But he was there, on Hawthorne, today. Embodying a nonsequitur. Playing. I thank him for adding random cross connections to my neural networks, for jolting me out of the ordinary and into the realm of possibility. Thanks also to the authors of A General Theory of Love, for their excellent storytelling, and to Oliver Sachs whose book The Man Who Mistook His Wife for a Hat is firing many of the brain cells I have left, and in new combinations. Thank you.
In A General Theory of Love they write of attractors, those being the sets of neurons that have been fired together often enough to get wired together. In the limbic system, the mammalian brain which forms attachments and is so rich with emotion, we form limbic attractors as infants that influence our relationship choices for life.

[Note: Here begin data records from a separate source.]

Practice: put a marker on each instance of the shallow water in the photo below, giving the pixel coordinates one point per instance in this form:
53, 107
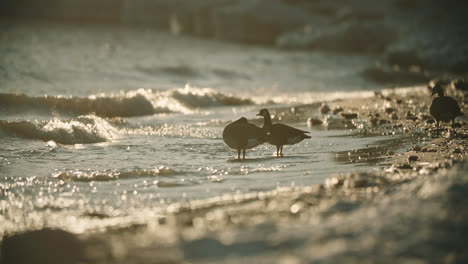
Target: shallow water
113, 121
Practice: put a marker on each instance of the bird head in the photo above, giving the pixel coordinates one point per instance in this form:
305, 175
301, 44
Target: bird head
242, 120
437, 89
264, 112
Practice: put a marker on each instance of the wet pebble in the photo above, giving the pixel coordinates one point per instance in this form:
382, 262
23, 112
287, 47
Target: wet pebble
324, 108
460, 84
314, 122
349, 115
389, 110
337, 110
404, 166
417, 148
457, 151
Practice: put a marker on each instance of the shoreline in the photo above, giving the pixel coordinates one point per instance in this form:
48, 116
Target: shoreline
410, 211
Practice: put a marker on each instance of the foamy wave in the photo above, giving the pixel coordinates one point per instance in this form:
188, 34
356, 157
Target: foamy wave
87, 176
109, 106
134, 103
206, 97
84, 129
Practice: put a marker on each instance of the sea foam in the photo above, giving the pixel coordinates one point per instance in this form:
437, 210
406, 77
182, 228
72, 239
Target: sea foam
84, 129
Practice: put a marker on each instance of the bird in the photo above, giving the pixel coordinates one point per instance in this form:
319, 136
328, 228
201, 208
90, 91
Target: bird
444, 108
280, 134
242, 135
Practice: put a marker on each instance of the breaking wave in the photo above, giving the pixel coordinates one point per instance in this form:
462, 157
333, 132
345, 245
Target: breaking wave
134, 103
84, 129
87, 176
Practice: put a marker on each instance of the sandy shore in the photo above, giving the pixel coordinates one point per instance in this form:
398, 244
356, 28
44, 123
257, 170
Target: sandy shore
411, 211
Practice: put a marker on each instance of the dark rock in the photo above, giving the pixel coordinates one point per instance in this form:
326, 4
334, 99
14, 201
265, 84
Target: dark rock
457, 151
337, 110
324, 108
314, 122
45, 246
404, 166
389, 110
391, 77
383, 122
460, 84
349, 115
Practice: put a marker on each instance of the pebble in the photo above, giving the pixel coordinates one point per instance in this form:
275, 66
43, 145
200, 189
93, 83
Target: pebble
349, 115
417, 148
457, 151
337, 110
314, 122
324, 108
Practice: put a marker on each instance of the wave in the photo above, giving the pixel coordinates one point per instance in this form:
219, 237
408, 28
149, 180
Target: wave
133, 103
87, 176
84, 129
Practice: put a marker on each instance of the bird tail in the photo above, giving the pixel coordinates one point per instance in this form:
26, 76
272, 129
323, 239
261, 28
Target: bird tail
462, 118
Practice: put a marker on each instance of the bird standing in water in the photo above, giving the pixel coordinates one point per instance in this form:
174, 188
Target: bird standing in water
280, 134
444, 108
242, 135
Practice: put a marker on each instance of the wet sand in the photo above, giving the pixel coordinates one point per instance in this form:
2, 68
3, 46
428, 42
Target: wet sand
410, 209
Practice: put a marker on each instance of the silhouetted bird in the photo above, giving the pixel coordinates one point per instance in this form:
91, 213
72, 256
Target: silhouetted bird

This quote captures some of what I am learning from experience in life:
QotD: The reach of limbic Attrators stretches beyond the moment. The sine qua non of a neural network is its penchant for strengthening neuronal patterns in direct proportion to their use. The more often you do or think or imagine a thing, the more probable it is that your mind will revisit its prior stopping point. When the circuits are sufficiently well worn such that thoughts fly down them with little friction or resistance, that mental path has become a part of you--it is now a habit of speech, thought, action, attitude. Ongoing exposure to one person's Attractors does not merely activate neural patterns in another--it also strengthens them. Long-standing togetherness writes permanent changes into a brain's open book. pages 143-144.